Tabular summary of the Designation and AgeGroup fields
The input layer is summarized using the Designation and Age Group fields.

The count statistic for strings and numeric fields counts the number of non-null values. The count of the following values equals 5: [0, 1, 10, 5, null, 6] = 5. The count of this set of values equals 3: [Primary, Primary, Secondary, null] = 3.

Parameters

The Summarize Attributes tool parameters are described below:

ParameterExplanationData type

Input layer

The point features that density is calculated for.

Features

Fields (optional)

The fields used to summarize similar features. Either a single field or multiple fields can be used. For example, if you choose a single field called PropertyType that includes values of Commercial and Residential, all residential fields are summarized together, commercial fields are summarized separately, and summary statistics are calculated for each group.

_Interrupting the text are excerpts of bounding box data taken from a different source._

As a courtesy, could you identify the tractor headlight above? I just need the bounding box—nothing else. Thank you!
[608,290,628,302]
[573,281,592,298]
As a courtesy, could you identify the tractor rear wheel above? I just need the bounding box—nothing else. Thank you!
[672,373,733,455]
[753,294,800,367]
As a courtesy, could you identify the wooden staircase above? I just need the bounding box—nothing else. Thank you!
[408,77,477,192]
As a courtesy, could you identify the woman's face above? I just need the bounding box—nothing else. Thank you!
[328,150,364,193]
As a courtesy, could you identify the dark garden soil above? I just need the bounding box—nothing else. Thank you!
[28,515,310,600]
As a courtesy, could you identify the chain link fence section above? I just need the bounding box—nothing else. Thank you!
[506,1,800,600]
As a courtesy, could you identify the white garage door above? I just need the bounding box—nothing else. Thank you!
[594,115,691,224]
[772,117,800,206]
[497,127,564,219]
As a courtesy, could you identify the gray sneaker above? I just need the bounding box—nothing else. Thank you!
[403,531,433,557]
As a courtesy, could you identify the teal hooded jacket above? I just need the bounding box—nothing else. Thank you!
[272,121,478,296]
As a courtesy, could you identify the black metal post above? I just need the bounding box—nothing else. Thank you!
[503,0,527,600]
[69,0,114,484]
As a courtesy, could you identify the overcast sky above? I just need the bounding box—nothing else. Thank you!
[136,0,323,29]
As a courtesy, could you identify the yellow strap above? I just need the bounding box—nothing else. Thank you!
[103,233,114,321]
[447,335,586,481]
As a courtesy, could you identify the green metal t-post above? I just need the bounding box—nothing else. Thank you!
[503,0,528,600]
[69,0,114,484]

If more than one field is chosen, each unique combination of values is summarized, and summary statistics are calculated for those combinations. For example, consider a first field called PropertyType with the values of Commercial and Residential, and a second field called Occupied that includes the values Yes and No. There are four possible combinations that can be summarized; summary statistics are calculated separately for each of these four groups.

String

Summary fields (optional)

The statistics calculated for the specified fields. Available statistics vary based on whether the field is a string, numeric, or date field.

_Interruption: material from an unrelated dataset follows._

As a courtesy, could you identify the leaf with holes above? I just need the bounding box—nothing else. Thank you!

The following are available statistics types:

  • Any—A sample string taken from a field containing string values.
  • Count—Calculates the number of non-null values. It can be used on fields with numeric or string values. The count for [null, 0, 2] is 2.
  • Count Distinct—Calculates the number of distinct, non-null values. It can be used on fields with numeric or string values. The count distinct result for [null, 4, 3, 4] is 2.
  • Sum—The sum of numeric values in a field. The sum for [null, 1, 3] is 4.
  • Sum of squares—Calculates the sum of squared differences of each observation from the overall mean. The sum of squares for [null, 2.2, 3.1, 4.7] is 3.206.
  • Min—The minimum value of a numeric field. The minimum value for [0, 2, null] is 0.
  • Max—The maximum value of a numeric field. The maximum value for [0, 2, null] is 2.
  • Mean—The mean of numeric values. The mean for [0,2, null] is 1.
  • Range—The range of a numeric field. This is calculated as the minimum value subtracted from the maximum value. The range for [0, null, 1] is 1, while the range for [null, 4] is 0.
  • Variance—The variance of a numeric field in a track. The variance for [1] is null, while the variance for [null, 1,1,1] is 1.
  • Standard deviation—The standard deviation of a numeric field. The standard deviation of [1] is null, while the standard deviation for [null, 1,1,1] is 1.

String

Output table

The output of this tool is a table containing the fields provided in the Fields parameter, a count attribute of the number of features summarized by that record, and any summarized attributes as specified in the Summary fields parameter.

If a spatiotemporal feature layer is used as an output type, both a spatiotemporal feature layer and a map image layer are created. If an ArcGIS Online hosted feature layer is used as an output type, the output table is a Table (hosted).